Rick's answer concerns trying to combine the results of two (or more) DFT's coherently. I'm interpreting your question differently - does a single DFT provide coherent integration? If you are trying to detect a sinusoid then yes the DFT provides Coherent Integration. Consider a signal consisting of a complex sinusoid of amplitude 1 and zero mean white Gaussian Noise with a variance of 1. The input signal is given by
$$x(n) = \exp(j2\pi mn/N) +w(n),$$
where $w(n)$ is the noise and $m$ is an integer and therefore the frequency will correspond exactly with one of the basis vectors of the FFT or equivalently this means the frequency is exactly on one of the FFT frequency bins. Looking at the SNR of the input signal, the signal power is equal to 1 and the noise power is equal to 1 (by the given conditions). There for the SNR = 1.
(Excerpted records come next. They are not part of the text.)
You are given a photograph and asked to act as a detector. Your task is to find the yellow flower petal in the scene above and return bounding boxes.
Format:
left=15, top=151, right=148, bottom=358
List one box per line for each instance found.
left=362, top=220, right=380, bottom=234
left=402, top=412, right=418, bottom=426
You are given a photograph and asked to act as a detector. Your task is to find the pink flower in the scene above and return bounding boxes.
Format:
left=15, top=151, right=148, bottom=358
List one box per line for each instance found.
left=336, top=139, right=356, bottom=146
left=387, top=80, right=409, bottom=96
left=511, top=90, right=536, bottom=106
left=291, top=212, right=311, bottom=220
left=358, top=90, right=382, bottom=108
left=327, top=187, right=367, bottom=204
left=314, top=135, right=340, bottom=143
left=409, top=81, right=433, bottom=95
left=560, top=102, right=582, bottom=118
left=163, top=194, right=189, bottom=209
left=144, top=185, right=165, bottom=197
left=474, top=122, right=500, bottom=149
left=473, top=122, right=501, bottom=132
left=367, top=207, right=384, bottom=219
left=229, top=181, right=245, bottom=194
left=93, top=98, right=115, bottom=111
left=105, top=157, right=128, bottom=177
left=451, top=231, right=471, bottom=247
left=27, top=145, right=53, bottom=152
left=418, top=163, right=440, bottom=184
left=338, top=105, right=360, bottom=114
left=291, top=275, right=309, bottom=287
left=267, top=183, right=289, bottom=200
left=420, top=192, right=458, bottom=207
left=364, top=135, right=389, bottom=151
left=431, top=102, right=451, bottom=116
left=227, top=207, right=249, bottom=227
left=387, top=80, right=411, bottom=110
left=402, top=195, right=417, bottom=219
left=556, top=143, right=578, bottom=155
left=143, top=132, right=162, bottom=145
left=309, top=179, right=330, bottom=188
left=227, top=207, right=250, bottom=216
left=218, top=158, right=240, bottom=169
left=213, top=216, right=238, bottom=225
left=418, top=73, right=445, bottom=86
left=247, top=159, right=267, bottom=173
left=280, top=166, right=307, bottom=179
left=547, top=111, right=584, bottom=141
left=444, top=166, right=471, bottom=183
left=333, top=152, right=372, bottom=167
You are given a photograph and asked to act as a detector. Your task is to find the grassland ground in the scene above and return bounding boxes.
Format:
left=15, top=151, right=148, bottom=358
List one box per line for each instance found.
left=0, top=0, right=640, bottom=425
Given the definition of the FFT as
$$X(k)= \sum_{n=0}^{N-1}x(n)e^{-j2\pi kn/N}$$
we can examine the resulting SNR in a single FFT bin. For the signal only case $X(k)=0$ except when $m=k$ then we have
$$ X(m)=\sum_{n=0}^{N-1}e^{j2\pi mn/N}e^{-j2\pi mn/N}=\sum_{n=0}^{N-1}1=N$$
then the signal power is $|(X(m))|^2=N^2$.
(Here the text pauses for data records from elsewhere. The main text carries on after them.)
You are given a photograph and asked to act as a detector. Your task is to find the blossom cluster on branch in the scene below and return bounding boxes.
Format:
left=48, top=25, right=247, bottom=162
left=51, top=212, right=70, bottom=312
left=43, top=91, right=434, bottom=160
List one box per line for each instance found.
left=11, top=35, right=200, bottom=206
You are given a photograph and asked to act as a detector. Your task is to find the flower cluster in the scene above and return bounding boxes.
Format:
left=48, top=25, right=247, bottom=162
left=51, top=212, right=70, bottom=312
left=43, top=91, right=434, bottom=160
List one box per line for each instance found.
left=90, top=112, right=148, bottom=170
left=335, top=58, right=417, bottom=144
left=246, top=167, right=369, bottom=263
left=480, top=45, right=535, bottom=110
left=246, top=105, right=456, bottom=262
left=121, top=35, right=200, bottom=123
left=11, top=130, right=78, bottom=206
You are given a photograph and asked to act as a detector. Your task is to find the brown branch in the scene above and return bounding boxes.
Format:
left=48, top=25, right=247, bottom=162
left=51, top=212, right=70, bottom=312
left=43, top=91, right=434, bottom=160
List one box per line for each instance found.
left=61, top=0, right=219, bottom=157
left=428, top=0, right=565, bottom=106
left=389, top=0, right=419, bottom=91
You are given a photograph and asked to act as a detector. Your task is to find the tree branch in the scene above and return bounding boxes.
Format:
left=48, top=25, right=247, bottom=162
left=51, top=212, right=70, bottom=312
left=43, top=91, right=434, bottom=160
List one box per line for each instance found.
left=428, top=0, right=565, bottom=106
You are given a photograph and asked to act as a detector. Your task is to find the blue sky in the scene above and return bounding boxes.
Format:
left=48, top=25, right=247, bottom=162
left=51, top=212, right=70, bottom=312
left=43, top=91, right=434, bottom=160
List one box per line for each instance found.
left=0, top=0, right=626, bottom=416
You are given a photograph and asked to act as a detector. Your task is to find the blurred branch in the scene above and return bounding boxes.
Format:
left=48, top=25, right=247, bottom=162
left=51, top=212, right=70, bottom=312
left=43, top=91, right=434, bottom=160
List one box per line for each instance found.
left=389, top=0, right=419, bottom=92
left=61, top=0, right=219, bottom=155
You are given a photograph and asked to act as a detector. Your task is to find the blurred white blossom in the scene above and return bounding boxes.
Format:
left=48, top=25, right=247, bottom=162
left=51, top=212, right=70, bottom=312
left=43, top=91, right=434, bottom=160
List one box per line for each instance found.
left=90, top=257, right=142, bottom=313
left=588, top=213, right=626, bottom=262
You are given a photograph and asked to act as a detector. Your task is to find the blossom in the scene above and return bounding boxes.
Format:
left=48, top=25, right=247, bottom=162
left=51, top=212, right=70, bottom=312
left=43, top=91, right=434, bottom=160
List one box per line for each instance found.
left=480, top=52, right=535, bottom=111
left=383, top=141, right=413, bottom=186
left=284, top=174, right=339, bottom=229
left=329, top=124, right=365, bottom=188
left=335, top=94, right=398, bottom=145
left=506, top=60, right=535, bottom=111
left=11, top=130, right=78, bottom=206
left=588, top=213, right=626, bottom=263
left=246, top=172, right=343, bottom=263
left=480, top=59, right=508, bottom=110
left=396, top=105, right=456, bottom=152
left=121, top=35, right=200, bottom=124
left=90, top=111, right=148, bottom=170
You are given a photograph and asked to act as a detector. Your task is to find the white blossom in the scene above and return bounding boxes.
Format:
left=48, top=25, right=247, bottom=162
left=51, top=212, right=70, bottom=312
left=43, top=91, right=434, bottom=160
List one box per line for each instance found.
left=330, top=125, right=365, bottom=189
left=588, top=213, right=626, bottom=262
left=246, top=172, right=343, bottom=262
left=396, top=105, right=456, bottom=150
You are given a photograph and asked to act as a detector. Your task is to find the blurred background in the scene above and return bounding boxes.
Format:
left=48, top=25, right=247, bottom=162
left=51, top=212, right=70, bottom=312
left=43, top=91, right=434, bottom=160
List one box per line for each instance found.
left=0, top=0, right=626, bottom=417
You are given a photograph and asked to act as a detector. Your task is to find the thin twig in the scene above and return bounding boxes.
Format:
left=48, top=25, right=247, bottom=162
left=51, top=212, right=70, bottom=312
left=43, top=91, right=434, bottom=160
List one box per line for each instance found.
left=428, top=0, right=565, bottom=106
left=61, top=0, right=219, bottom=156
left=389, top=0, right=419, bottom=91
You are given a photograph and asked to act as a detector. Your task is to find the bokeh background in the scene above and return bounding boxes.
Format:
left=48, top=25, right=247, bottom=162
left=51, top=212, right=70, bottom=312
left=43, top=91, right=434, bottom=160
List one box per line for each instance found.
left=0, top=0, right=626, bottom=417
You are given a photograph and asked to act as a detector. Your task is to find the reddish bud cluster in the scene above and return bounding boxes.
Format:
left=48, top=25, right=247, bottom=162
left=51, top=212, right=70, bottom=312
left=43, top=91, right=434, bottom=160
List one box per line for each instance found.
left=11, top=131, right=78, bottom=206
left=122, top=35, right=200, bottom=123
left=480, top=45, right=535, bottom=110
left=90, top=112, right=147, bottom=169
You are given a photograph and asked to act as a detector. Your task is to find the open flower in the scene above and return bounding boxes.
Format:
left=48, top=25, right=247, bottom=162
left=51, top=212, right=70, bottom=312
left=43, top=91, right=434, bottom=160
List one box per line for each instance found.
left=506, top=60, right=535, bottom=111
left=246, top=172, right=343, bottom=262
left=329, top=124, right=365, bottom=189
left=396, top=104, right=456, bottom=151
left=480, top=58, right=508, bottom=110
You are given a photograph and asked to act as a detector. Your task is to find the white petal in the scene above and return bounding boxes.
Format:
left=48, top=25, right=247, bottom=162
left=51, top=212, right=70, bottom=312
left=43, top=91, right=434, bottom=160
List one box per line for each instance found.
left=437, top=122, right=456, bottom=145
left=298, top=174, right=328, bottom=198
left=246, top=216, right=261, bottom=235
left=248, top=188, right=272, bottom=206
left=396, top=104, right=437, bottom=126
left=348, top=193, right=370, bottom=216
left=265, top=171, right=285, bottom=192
For the noise power in a FFT bin we use the expected value or variance i.e. then letting $W(k)$ denote the FFT of the noise only signal - then since W(k) is a linear combination of zero mean Gaussian variables then $W(k)$ is also a zero mean Gaussian variable and the variance is the sum of the individual variances in each term.
$$var[W(K)] = \sum_{n=0}^{N-1} var \left[w(n)e^{-j2\pi kn/N} \right] =var[w(n)] \sum_{n=0}^{N-1} |e^{-j2\pi kn/N}|^2= N \cdot var [w(n)] = N$$
where we have used the scaling properties of the variance and the fact that the noise is zero mean. The SNR in the FFT bin is $N^2/N=N$. This is the coherent gain of the FFT when the sinusoid lies exactly on an FFT bin. You can also view FFT as a bank of Matched Filters for a sinusoidal input and look at the theory of Matched Filters.
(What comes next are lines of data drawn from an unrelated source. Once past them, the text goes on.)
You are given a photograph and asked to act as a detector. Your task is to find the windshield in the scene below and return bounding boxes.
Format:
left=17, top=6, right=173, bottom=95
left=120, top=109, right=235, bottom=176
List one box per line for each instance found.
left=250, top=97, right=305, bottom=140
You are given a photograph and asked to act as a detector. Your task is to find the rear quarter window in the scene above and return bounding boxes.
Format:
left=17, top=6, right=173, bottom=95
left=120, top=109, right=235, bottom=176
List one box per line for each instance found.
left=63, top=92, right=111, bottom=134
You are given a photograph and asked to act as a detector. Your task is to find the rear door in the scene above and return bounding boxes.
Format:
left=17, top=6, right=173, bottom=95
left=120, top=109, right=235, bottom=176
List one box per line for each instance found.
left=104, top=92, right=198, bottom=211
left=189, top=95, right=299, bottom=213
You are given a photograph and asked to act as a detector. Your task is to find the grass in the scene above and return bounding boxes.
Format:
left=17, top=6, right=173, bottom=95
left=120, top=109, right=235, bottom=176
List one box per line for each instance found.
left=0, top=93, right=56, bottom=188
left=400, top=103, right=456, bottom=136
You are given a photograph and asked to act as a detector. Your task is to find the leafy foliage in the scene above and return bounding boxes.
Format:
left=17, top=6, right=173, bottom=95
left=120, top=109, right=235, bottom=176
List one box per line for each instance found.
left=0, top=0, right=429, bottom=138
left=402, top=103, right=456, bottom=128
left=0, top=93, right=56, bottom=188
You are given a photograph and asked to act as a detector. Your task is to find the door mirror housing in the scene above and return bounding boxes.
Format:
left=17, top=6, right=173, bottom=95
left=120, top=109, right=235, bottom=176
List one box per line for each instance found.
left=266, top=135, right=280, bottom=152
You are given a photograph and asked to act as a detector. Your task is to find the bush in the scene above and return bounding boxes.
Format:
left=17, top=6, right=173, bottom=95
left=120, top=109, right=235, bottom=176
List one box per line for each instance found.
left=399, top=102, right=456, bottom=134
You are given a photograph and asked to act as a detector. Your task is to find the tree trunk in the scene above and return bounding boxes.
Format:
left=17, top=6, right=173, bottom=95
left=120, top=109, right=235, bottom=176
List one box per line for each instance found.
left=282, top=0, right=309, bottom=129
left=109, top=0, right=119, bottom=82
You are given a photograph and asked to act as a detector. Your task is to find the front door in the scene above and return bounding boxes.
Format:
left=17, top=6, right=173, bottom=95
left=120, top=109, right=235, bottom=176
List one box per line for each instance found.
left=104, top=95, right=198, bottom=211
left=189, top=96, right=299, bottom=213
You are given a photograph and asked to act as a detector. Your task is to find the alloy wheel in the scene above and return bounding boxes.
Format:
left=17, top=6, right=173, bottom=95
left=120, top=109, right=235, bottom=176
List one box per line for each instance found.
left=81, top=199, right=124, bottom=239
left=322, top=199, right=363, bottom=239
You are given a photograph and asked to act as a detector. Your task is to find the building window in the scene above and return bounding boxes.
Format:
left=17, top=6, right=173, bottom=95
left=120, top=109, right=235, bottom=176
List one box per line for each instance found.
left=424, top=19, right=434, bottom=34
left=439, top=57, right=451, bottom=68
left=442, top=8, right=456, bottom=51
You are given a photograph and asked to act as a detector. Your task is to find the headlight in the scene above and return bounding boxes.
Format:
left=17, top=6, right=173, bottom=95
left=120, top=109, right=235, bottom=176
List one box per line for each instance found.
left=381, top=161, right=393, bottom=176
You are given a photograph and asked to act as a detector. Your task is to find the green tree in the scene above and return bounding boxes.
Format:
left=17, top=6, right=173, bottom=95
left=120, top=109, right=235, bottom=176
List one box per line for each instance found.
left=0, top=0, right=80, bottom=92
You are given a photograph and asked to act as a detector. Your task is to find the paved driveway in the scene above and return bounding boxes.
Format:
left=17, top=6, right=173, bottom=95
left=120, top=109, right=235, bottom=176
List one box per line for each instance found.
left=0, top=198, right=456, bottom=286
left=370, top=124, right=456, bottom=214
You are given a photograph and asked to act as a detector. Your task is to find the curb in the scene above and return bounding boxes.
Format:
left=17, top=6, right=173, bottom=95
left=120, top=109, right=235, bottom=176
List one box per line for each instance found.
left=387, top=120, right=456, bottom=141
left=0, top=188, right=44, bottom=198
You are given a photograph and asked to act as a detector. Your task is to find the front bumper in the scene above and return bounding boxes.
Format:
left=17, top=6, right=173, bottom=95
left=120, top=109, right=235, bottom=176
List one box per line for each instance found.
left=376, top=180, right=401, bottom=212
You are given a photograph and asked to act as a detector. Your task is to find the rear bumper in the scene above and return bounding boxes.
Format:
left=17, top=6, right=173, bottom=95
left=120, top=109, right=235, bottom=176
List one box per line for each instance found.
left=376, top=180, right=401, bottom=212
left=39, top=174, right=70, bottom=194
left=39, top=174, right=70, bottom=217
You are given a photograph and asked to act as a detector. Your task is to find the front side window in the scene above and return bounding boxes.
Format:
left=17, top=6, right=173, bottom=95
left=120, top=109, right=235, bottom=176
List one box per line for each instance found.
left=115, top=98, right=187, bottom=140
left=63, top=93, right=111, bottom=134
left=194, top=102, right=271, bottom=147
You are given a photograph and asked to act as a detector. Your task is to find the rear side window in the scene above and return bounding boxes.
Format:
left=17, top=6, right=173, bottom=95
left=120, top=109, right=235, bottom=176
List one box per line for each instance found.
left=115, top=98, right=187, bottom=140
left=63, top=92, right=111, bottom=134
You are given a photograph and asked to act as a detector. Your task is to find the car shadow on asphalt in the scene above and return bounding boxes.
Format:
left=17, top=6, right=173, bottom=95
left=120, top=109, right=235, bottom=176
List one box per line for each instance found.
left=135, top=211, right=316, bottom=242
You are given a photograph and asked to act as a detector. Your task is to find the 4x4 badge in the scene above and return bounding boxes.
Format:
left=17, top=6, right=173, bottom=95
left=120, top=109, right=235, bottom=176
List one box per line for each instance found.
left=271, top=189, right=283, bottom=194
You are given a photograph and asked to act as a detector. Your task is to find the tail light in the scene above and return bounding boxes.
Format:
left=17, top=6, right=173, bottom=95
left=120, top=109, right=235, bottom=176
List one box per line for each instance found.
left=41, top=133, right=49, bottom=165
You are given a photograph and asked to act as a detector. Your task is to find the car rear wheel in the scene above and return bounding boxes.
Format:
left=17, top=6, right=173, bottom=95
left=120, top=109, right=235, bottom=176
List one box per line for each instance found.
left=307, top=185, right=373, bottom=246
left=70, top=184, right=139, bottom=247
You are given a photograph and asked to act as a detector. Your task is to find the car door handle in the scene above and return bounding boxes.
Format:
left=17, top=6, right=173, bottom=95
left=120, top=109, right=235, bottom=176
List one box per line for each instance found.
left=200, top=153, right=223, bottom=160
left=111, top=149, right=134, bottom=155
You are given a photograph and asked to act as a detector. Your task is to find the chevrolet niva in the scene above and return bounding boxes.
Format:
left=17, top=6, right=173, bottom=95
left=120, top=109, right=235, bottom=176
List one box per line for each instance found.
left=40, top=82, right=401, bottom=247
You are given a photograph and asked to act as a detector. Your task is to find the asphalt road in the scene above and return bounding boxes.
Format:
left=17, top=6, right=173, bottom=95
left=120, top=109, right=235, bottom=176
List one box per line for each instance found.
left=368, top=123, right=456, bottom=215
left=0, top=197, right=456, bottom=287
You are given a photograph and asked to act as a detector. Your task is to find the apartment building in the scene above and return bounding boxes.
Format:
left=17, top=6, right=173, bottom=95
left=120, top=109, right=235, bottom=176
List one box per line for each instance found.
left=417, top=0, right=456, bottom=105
Note - the analysis can be generalized for any zero mean and independent noise process, since the scaling property still holds for the variance. It's just a bit quicker and easier to do for a Gaussian noise process.
In the case when the signal is not exactly on a FFT bin there is a processing loss, this is commonly referred to as Scalloping Loss. You can read more about this in the classic paper on Windows by Fred Harris.
Notice that if you average the magnitude of sequential FFTs there is no coherent gain, instead you are reducing the variance of the estimate caused by the noise. For white noise if you look at the magnitude of a single FFT then there is quite a variation across all the frequency bins. Once you start averaging the magnitude or magnitude squared then the amplitude will show reduced variation and will approach a constant value. This is referred to as non-coherent processing because by using the Amplitude you are losing the phase information required for coherent processing.